Vincent Luciani

Transcription de l'entretien

Vincent Luciani

CEO et co-fondateur d'Artefact

"La valeur créée par la data révèle son plein potentiel quand son adoption est généralisée."

Vincent est convaincu que la data est l’affaire de tous ! L’important est de démocratiser la connaissance sur la data et l’IA pour mieux la maîtriser. Avec “The Bridge”, notre objectif n’est pas seulement d’acculturer les professionnels à la data, mais aussi d’inspirer la société civile et les décideurs de demain à travers un impact positif des données !

 

Caroline : Aujourd’hui, on reçoit Vincent Luciani, le CEO et cofondateur d’Artefact.

Bonjour Vincent, est-ce que tu peux nous en dire plus sur « The Bridge »? Quel est son rôle? Pourquoi c’est important?

 

Vincent : Nous, on a monté la société Artefact qui a 10 ans et en fait on s’est rendu compte de l’évolution incroyable qu’il y a eu sur l’univers de la data. Aujourd’hui, clairement, la data c’est l’affaire de tous. Et en fait, avec « The Bridge », on veut créer finalement un pont qu’il peut y avoir entre d’un côté les experts parce qu’effectivement historiquement c’était un métier d’expert, et finalement tous les collaborateurs d’entreprises, mais aussi l’ensemble de la société.

Si je fais mes achats sur internet, la société qui propose des biens à vendre va sans doute utiliser un algorithme qui va me recommander à un produit acheté. Si je travaille dans le département des ressources humaines d’une entreprise, je vais peut-être utiliser un algorithme qui va me screener les CV. Et en fait, on se rend compte aujourd’hui qu’ on a dépassé le cap finalement de l’expertise et on arrive dans l’air de ce qu’on appelle chez artefact la démocratisation de la data.

 

(01:05) « Pour travailler sur ces sujets avec nos clients depuis des années, on se rend compte que l’important c’est d’arriver à embarquer l’ensemble des collaborateurs avec une notion qui est très importante pour nous, qui est la notion de confiance, et un sujet autour de l’adoption. Et en fait, on pense que cette confiance et cette adoption supposent un certain nombre de prérequis, notamment des prérequis autour de la compréhension générale. On veut que les gens comprennent finalement comment fonctionne cette intelligence artificielle, le monde de la donnée, mais aussi qu’ils comprennent les enjeux et l’ensemble des tenants et aboutissants autour de l’intelligence artificielle et la donnée.

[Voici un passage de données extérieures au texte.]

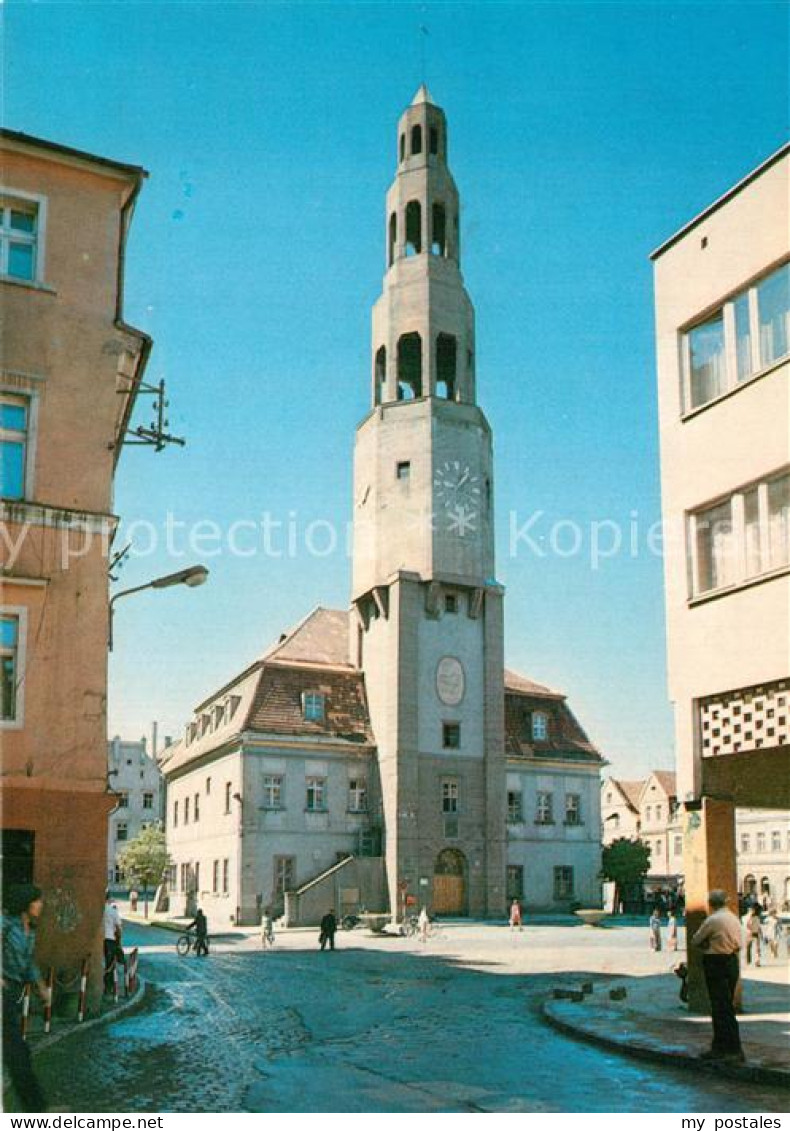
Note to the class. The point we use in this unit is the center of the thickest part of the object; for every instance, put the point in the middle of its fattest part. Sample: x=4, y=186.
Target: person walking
x=23, y=907
x=328, y=929
x=720, y=938
x=672, y=931
x=200, y=924
x=112, y=941
x=754, y=931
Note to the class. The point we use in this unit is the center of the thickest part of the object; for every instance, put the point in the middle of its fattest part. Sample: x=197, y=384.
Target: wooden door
x=448, y=895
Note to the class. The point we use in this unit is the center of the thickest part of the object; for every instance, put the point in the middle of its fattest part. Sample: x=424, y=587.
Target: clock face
x=451, y=681
x=456, y=485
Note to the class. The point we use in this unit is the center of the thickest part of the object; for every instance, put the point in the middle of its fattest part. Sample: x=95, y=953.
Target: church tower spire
x=423, y=325
x=427, y=612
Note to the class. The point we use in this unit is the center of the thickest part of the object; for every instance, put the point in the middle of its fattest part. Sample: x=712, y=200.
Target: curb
x=753, y=1073
x=52, y=1038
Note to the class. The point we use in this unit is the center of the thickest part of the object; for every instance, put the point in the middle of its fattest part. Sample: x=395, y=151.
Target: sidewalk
x=652, y=1024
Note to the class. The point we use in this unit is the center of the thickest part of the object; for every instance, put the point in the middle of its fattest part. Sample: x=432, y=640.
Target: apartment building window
x=515, y=881
x=273, y=791
x=564, y=882
x=316, y=794
x=515, y=811
x=746, y=335
x=9, y=658
x=14, y=439
x=546, y=809
x=451, y=735
x=743, y=536
x=312, y=707
x=540, y=726
x=449, y=796
x=19, y=223
x=358, y=795
x=573, y=809
x=284, y=874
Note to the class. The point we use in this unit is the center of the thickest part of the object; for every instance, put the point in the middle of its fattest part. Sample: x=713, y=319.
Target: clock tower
x=428, y=610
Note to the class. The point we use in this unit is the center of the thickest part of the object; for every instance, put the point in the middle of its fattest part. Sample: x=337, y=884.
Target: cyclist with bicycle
x=200, y=924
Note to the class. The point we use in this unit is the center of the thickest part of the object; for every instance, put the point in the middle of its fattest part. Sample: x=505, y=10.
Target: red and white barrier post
x=83, y=989
x=48, y=1000
x=25, y=1009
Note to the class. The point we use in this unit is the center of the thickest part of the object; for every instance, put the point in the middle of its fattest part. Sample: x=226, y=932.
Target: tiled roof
x=277, y=707
x=320, y=638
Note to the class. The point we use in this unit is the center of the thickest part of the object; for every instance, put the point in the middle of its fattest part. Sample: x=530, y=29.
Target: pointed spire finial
x=422, y=95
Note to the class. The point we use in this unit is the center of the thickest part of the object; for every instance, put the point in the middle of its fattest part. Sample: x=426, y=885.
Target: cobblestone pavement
x=374, y=1027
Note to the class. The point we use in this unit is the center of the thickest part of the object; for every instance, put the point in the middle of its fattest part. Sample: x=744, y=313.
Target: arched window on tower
x=438, y=231
x=393, y=239
x=380, y=373
x=445, y=365
x=409, y=367
x=413, y=227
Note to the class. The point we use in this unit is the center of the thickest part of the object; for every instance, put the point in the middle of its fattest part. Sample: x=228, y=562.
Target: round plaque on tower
x=449, y=681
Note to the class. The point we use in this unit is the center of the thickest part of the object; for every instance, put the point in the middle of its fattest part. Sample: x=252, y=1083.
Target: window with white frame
x=9, y=658
x=19, y=226
x=273, y=791
x=564, y=882
x=573, y=809
x=515, y=808
x=358, y=795
x=15, y=414
x=741, y=537
x=546, y=809
x=312, y=706
x=316, y=794
x=449, y=796
x=747, y=334
x=540, y=726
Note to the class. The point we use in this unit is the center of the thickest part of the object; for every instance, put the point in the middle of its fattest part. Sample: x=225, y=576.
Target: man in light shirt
x=720, y=940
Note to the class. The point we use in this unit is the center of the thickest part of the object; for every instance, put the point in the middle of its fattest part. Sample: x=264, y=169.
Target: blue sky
x=582, y=136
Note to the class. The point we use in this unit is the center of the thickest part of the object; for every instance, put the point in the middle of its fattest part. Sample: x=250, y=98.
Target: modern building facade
x=70, y=371
x=404, y=700
x=136, y=782
x=722, y=303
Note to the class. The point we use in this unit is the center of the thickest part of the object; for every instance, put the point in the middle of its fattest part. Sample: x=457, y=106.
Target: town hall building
x=383, y=756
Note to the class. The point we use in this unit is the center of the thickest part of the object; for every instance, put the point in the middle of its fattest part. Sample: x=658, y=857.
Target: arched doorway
x=449, y=882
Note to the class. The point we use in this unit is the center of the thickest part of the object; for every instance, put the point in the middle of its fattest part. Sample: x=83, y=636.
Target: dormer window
x=540, y=726
x=314, y=705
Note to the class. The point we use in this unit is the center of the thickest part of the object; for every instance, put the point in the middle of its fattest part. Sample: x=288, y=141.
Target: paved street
x=377, y=1026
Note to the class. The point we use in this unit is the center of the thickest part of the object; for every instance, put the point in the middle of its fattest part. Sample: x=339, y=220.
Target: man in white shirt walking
x=720, y=939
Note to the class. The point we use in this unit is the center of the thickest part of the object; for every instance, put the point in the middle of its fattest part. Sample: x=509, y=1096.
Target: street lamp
x=192, y=576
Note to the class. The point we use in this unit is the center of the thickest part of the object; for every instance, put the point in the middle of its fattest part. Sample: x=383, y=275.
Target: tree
x=626, y=863
x=145, y=858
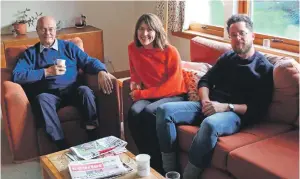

Et donc, on a souhaité avec « The Bridge » finalement interviewer des experts de la data, mais aussi bien au-delà, des membres de la société civile, des écrivains, des philosophes, pour travailler sur ces enjeux dont on va en discuter pendant les différents épisodes, mais des enjeux autour de l’environnement, autour de l’éthique, la durabilité, la confiance et c’est finalement tous ces acteurs de la société civile qu’on a voulu regrouper

(02:28) pour discuter de The Bridge donc, la plateforme qui arrive à créer un pont entre l’expertise de la data et finalement le monde de demain.

 

Caroline : Et est-ce que tu peux nous parler de ton parcours en tant qu’entrepreneur dans la data ?

 

Vincent  : J’ai monté la société il y a 10 ans et, avant ça, j’ai toujours été passionné par les « ponts ». J’ai eu la chance de faire une école d’ingénieur et j’ai terminé mes études dans une école de business school. J’ai toujours été passionné par

(03:06) les ponts entre, d’un côté, la technique et, de l’autre, le monde de l’entreprise. Quand j’ai créé Artefact, j’ai voulu vraiment recréer cette logique de pont et en fait, on a voulu créer des passerelles entre la technologie et les sociétés. Avec Artefact, on veut mettre la technologie à disposition de nos clients.

 

Caroline : Ça fait 10 ans que tu travailles là-dedans, comment as-tu vu ce monde de la data changer ces dernières années?

 

Vincent : Clairement, il y a eu des évolutions massives. Quand nous avons créé la société, Artefact était une start-up, c’était vraiment l’affaire des experts. Il y avait quelques techniciens et certains membres de la recherche qui travaillaient sur ces sujets, mais les technologies n’étaient pas du tout aussi au point qu’aujourd’hui, donc il fallait un gros bagage technologique et

(03:58) scientifique pour pouvoir utiliser le monde de la donnée, même si la donnée existait depuis des années. Il y a une accélération très forte avec des évolutions scientifiques majeures qui ont permis à un certain nombre de laboratoires, mais aussi un certain nombre de sociétés d’arriver à tirer leur épingle du jeu en produisant des nouveaux algorithmes. Et donc on est rentré dans l’air qu’on a appelé l’air de la data science dans lesquelles on est à peu près depuis une petite dizaine

(04:23) d’années, où finalement on a produit beaucoup à la fois de connaissances d’algorithmes et les sociétés sont progressivement on va dire adaptées à cette nouvelle logique d’avoir beaucoup de données et puis et puis produire de l’intelligence à partir de ces données. Et là aujourd’hui, on se rend compte qu’on entre plutôt dans une aire de ce qu’on appelle la démocratisation où les données sont disponibles.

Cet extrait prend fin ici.